Notice of Online Archive

  • This page is no longer being updated and remains online for informational and historical purposes only. The information is accurate as of the last page update.

    For questions about page contents, contact the Communications Division.

When Jim Sanderson ’71 saw the mountain gorillas in Rwanda for the first time in 1986, he knew he wanted to switch gears from his career in mathematics to the field of conservation.

“As a practicing mathematician at Los Alamos [National Laboratory] I came to realize that anything we could put into an equation, we could solve either analytically or numerically,” he says. “Even if it took a month or a year to run on a computer, we could solve it. I lost interest. I became convinced that problems in biology did not fit into an equation. Living organisms are all different right down to the individual and no equation can describe its complexity.”

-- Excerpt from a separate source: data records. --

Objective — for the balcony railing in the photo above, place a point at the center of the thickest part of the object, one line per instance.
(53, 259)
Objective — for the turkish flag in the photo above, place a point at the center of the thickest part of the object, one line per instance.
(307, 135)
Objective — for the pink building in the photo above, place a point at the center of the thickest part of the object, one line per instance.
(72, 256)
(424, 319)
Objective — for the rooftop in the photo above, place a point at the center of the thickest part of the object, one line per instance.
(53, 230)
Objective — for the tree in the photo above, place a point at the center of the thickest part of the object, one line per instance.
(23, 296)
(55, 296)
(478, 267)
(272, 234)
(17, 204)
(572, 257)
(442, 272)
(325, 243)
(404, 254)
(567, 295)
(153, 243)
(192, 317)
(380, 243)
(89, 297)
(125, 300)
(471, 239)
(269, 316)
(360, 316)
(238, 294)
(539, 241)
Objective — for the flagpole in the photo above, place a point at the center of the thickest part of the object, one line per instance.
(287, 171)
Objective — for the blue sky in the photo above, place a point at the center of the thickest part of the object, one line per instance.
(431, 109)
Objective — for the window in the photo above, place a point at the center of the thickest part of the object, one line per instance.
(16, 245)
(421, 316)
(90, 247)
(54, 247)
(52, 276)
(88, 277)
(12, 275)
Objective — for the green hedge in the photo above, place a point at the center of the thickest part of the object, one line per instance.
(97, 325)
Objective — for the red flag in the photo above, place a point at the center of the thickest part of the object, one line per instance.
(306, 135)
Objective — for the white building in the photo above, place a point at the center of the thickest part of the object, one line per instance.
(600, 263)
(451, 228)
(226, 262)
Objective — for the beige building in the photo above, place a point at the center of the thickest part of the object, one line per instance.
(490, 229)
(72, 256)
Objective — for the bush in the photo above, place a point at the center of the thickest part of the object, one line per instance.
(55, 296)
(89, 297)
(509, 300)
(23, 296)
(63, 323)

Almost 10 years after receiving his Ph.D. in mathematics, Sanderson returned to school in pursuit of bachelor’s and master’s degrees in biology and wildlife ecology. Five years later he quit his job with Los Alamos and accepted a position in the Center for Applied Biodiversity Science at Conservation International.

He has since focused on the conservation of wild cats, recently capturing the most rare wild cat in the Americas, the Andean mountain cat. He founded the Small Cat Conservation Alliance to support independent efforts of students and researchers working in places important to small cats and other carnivores. His efforts have been the subject of discussion on National Public Radio and been featured in several magazine articles, most recently in Science and Reader’s Digest.

“My position — not a job, but my life — takes me to the front line of wildlife conservation issues,” Sanderson says. “At Conservation International I’m working with others who believe we can change the future. We can and will make a better future. That’s a long, long way from my desk job [at Los Alamos] in New Mexico.”

A mathematics graduate, Sanderson received his Ph.D. from the University of New Mexico. He has co-authored two books, Wildlife Issues in a Changing World and Landscape Ecology: A top-down approach, and published numerous scientific papers.

“I did not throw away my math degree,” he says. “Instead I used it to achieve more than I ever could have otherwise. I learned that I could do anything I wanted to do if I tried hard enough, and when I decided to switch gears, I did so with complete confidence.”